Spring 2009 Issue - Poetry Excerpts
Copper Pennies by Sarah Seybold
Sunday afternoons, my mother’s
home-dyed hair. Copper pennies
she rolled at the kitchen table
while humming to classical records
borrowed from the library.
I lay on the couch with my rented cello,
bouncing circles of autumn light
on the ceiling with my glasses,
dreaming of symphonies
I wished I could play.
At school I was teased
for wearing Danielle’s hand-me-downs,
the yellow corduroy concert skirt
my mother got at a yard sale.
I made excuses –
Danielle never really wore the clothes,
they didn’t fit. Our silly dog
knocks the phone off the hook,
that’s why it’s disconnected.
I don’t live in a trailer,
I live in a mobile home.
Excuses – awkward as the line
when poor kids reached the register.
The hard-of-hearing lunch lady
fumbling through the list,
asking them to repeat their names
before checking them off –
Chasity, sent home with lice,
Steve, with man-sized shoes,
Amera, in holey sweatpants.
My fists clenched the change
my mother had gathered,
so I wouldn't have to take free lunch.
End of the month, she had to break
the roll she wrapped
while listening to the cello.
Spread the dirty pennies
on her mattress, recounting.
I wanted copper glow,
rich sheen and rosin scent.
Pennies sparkling on the kitchen table.
Sunday music with my mother.
Sunlight dousing her coin-colored hair.
Different Places to Pray by Susan Rich
Everywhere, everywhere she wrote; something is falling –
a ring of keys slips out of her pocket into the ravine below;
nickels and dimes and to do lists; duck feathers from a gold pillow.
Everywhere someone is losing a favorite sock or a clock stops
circling the day; everywhere she goes she follows the ghost
of her heart; jettisons everything but the shepherd moon, the hopeless cause.
This is the way a life unfolds: decoding messages from profiteroles,
the weight of mature plums in late autumn.

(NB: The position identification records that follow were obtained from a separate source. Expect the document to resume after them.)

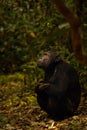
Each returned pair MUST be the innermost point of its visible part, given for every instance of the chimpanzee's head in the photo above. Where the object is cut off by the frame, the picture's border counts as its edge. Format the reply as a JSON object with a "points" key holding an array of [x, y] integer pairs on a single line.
{"points": [[49, 58]]}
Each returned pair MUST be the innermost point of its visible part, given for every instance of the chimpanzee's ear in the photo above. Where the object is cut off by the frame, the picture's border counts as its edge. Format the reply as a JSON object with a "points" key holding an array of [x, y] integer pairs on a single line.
{"points": [[58, 59]]}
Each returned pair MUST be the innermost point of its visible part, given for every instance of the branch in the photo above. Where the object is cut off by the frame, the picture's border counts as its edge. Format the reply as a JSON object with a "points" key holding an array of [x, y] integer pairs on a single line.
{"points": [[75, 24]]}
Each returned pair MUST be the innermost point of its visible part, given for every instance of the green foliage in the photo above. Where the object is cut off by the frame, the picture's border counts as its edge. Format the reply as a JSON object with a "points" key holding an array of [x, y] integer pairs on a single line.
{"points": [[27, 28]]}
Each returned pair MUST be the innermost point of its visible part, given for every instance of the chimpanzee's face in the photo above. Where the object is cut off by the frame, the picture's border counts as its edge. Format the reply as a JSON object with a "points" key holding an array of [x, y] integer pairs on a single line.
{"points": [[47, 59]]}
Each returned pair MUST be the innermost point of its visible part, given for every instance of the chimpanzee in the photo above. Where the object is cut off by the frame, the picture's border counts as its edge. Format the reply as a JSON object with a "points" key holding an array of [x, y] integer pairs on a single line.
{"points": [[59, 93]]}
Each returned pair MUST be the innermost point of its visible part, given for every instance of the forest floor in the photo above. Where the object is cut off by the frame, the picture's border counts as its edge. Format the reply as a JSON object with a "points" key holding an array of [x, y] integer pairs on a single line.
{"points": [[19, 110]]}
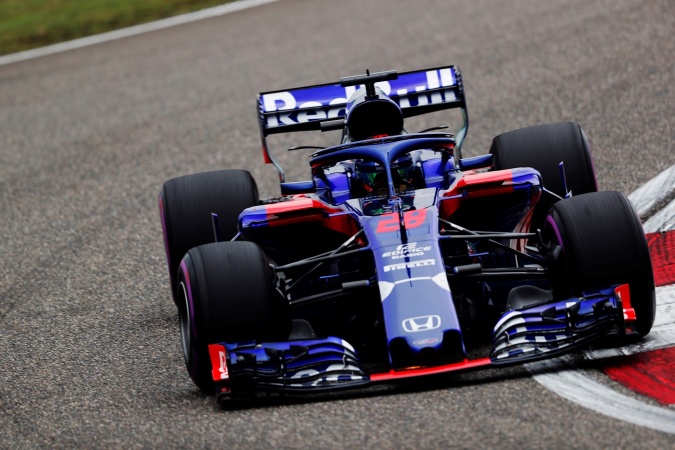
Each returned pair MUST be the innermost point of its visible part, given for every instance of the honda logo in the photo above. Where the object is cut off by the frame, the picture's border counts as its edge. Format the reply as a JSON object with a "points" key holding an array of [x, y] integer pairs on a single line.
{"points": [[422, 323]]}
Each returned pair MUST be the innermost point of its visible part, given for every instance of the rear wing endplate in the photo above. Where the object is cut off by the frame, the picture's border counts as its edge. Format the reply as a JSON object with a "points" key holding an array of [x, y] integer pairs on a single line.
{"points": [[305, 108]]}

She’d prefer a compass
rose, a star chart, text support messages delivered from the net,
even the local pet shop – as long as some god rolls away the gloss
and grime of our gutted days, our global positioning crimes.
Tell me, where do you go to pray – a river valley, a pastry tray?
For a Morning in October by Matthew Burns
The paper says how,
in the folded and unfeeling coat of the mind,
memory sticks like a burr pulled from
the prickly thicket of experience,
and I think how ideal this image is
for such a morning when the neighbors’ baby cries
its long whooping cry at the sound of a dropped pot
and the blue jay shouts from some close maple.
How ideal it is for this hour of the morning
when every sound must be
either gloriously blessed or painful –
that carbine shot of wind-thrown door
and the last bleating ambulance call of the night.
These are the noisy burrs of memory
for a morning in October. Their little hooked hands,
for reasons I’ll never understand, have decided to
hold tight to that heavy woolen coat of the mind,
the one I’ve been sewing together for years
without ever learning one single locking stitch.